Let there be a bit-chain consisting of $n$ characters with the following rules:
The probabilities of the first character being $0$ and $1$ are $1/2$. From then on the probabilities are $p$ when the next bit is different and $1-p$ when the next bit is the same, i.e. $P(0_{n+1} |0_{n})=1-p$.

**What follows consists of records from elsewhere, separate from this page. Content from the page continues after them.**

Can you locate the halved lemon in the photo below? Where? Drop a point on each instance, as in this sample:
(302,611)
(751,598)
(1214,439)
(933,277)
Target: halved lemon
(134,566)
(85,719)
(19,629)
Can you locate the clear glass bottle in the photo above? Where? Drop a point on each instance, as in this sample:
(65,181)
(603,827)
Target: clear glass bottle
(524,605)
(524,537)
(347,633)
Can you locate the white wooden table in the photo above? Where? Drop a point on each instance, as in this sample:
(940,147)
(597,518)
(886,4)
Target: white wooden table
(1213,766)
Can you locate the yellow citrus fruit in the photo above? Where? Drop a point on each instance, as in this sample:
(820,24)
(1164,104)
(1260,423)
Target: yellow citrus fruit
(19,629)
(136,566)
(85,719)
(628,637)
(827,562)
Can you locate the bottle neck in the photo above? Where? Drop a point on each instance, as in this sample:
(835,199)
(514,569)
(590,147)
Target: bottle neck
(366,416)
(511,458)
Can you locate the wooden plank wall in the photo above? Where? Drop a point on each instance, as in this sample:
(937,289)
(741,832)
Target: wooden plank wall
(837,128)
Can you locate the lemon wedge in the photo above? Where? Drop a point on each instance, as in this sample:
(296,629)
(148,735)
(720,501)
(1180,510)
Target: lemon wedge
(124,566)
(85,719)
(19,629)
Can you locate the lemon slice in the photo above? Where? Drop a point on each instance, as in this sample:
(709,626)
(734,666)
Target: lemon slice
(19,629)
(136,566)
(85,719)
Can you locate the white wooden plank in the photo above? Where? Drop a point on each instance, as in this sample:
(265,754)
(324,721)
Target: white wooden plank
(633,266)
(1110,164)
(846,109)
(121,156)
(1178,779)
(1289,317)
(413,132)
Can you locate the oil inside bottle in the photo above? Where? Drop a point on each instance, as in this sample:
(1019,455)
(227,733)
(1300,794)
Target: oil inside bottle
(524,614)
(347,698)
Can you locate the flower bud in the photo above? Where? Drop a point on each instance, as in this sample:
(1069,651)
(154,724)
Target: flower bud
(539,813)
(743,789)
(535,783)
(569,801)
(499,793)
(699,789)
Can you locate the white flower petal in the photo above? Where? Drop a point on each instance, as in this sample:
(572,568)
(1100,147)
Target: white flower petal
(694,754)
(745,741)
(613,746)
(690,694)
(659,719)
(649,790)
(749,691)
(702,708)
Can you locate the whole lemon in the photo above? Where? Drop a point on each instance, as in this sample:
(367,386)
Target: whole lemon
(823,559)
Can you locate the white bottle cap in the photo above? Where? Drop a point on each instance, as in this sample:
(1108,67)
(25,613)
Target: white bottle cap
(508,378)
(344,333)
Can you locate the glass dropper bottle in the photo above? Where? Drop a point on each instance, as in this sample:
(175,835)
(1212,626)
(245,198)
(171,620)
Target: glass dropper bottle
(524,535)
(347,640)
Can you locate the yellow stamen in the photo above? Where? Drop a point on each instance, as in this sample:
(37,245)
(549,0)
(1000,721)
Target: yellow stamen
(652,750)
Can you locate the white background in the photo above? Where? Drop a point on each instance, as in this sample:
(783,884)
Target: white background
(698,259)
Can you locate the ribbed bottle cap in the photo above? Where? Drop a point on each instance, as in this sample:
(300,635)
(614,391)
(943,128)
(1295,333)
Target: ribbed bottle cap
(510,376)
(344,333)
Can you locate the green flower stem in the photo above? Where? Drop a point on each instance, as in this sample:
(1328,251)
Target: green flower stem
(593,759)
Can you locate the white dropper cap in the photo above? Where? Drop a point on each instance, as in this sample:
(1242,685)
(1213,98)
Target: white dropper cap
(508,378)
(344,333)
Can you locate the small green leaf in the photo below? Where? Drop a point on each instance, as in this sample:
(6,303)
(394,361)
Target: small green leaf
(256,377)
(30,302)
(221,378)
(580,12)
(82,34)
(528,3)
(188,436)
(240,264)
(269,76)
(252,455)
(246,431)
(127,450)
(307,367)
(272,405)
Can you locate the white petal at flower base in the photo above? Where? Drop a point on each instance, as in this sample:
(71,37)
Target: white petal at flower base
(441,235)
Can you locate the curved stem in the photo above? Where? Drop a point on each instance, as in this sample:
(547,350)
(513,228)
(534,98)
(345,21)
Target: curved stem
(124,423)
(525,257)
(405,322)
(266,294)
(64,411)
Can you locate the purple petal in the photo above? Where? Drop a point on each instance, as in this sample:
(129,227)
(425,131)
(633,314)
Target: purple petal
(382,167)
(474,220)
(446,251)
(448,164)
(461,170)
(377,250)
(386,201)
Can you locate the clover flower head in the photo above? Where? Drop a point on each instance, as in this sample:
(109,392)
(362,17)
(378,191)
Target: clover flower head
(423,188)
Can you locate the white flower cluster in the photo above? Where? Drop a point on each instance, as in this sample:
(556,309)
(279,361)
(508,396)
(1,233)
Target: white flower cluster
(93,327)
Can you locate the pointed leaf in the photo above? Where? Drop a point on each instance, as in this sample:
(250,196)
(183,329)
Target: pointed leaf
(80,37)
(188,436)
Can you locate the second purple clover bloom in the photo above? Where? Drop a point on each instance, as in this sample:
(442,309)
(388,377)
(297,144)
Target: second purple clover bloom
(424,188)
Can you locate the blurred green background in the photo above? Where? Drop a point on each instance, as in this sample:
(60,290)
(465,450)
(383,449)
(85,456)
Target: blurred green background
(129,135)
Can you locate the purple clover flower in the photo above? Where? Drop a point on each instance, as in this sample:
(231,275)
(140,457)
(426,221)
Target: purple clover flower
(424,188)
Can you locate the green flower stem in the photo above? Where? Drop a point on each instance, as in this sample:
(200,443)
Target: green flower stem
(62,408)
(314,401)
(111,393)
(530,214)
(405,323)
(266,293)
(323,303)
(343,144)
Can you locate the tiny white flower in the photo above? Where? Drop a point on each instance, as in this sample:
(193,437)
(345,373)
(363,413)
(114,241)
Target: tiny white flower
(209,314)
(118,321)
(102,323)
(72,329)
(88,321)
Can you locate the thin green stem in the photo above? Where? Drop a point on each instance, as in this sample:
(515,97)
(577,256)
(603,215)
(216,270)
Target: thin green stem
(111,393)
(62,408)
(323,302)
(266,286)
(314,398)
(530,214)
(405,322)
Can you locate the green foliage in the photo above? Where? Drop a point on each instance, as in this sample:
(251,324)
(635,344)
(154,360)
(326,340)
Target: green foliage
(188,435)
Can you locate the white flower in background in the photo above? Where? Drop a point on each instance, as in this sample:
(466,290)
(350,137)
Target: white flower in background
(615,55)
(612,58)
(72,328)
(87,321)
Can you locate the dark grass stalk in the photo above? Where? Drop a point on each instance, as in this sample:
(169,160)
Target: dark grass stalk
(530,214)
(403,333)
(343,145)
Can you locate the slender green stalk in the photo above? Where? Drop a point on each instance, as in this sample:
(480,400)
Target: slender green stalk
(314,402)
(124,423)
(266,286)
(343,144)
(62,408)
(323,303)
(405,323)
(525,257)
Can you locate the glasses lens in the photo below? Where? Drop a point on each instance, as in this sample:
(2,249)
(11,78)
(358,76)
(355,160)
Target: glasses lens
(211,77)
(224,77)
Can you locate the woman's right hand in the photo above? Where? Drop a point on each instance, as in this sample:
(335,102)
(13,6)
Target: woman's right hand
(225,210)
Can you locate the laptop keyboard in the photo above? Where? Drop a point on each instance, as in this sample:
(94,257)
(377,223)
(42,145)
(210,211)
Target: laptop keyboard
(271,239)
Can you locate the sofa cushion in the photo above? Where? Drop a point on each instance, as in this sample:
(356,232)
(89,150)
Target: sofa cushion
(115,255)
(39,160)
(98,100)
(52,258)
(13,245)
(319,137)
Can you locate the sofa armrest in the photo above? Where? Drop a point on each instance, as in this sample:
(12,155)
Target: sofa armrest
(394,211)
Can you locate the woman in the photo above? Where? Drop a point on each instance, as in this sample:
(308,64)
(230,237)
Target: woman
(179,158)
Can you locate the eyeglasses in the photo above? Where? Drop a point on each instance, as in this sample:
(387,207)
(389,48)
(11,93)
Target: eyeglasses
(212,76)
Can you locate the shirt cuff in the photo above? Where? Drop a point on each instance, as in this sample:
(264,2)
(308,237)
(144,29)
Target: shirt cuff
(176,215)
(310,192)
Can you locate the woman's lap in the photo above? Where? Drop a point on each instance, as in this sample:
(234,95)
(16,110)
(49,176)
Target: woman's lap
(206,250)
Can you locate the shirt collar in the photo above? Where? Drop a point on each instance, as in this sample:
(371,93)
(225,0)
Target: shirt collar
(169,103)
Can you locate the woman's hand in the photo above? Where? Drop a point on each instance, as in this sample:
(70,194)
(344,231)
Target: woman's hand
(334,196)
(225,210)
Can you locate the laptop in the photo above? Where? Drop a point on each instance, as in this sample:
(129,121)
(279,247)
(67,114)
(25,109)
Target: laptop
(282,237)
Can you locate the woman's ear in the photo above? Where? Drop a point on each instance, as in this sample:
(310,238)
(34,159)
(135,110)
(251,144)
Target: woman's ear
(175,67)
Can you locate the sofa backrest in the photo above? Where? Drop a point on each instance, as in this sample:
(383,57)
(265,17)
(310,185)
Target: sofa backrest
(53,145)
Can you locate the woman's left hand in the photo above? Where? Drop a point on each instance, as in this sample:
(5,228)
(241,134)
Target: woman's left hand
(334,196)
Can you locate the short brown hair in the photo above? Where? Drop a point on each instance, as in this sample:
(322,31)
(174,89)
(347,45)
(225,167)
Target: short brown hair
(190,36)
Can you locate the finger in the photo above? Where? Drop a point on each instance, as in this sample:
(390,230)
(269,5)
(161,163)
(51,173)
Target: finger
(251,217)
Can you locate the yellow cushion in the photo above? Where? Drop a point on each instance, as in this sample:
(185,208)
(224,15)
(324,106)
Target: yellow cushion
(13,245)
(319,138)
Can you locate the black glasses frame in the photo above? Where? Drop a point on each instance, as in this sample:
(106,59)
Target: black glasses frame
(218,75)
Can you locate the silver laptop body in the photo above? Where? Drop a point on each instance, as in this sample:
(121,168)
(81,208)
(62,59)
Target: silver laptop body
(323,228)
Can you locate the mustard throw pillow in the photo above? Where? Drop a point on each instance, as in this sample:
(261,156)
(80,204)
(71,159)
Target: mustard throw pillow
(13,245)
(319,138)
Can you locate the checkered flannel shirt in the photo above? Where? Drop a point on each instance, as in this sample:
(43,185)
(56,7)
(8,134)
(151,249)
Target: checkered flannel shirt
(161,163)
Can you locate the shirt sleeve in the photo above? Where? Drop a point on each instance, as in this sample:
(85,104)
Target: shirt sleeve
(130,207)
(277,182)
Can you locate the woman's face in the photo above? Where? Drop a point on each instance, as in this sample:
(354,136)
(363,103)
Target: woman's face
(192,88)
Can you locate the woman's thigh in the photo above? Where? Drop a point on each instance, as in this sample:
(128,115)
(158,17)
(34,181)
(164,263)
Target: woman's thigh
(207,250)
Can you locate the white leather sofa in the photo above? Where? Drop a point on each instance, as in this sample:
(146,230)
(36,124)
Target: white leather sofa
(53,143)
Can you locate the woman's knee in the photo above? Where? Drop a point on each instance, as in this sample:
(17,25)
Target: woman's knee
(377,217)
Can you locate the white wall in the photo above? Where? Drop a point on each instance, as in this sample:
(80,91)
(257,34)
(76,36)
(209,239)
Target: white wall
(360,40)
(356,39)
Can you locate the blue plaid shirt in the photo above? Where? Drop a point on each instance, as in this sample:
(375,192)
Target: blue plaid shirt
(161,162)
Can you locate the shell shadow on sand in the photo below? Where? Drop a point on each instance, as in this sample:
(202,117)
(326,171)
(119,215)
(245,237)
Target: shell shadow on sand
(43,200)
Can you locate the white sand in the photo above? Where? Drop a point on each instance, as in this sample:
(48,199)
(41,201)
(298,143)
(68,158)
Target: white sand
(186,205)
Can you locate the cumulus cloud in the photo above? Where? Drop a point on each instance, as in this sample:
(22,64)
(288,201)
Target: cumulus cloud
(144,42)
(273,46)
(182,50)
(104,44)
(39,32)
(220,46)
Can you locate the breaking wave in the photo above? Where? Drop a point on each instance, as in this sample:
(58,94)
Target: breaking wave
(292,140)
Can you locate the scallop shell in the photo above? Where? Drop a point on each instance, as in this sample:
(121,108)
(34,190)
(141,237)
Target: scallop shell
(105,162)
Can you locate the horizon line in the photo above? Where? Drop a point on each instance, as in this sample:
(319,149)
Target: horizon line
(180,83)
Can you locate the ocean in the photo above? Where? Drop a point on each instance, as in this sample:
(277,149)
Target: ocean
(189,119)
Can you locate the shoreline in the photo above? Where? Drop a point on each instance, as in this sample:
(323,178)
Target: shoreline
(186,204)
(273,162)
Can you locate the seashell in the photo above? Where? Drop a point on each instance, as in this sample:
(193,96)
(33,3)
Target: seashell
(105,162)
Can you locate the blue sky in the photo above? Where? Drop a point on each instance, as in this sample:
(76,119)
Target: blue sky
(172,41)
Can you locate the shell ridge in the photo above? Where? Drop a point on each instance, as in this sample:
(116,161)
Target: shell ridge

Find the entropy $H_n$ and find $\lim_{n\to\infty}\frac{1}{n} H_n$
Let the bit stream on $n$ characters be $(X_1, X_2, \dots, X_n)$
Recall the chain rule:
$$H_n:= H(X_1, X_2, \dots, X_n) = H(X_1) + H(X_2|X_1) + \dots + H(X_n|X_{n-1}, \dots, X_2, X_1)$$
Note that $\{X_i\}_{n\ge i\ge 1}$ is a Markov process. Consequently, $$H(X_i| X_{i-1}, \dots, X_1) = H(X_i|X_{i-1})$$
Lastly, it's easy to show by induction that $P(X_i = 0) = P(X_i = 1) = 1/2$.
Now, for every $i$,
\begin{align} H(X_i|X_{i-1}) &= \frac{1}{2} H(X_i|X_{i-1} = 0) + \frac{1}{2} H(X_i|X_{i-1} = 1)\\ &= 2 \times \frac{1}{2}h_2(p) = h_2(p) \end{align}
and $H(X_1) = 1$.
Putting it all together,
$$H(X_1^n) = 1 + (n-1)h_2(p).$$ The limit as $n \to \infty $ is easy to calculate.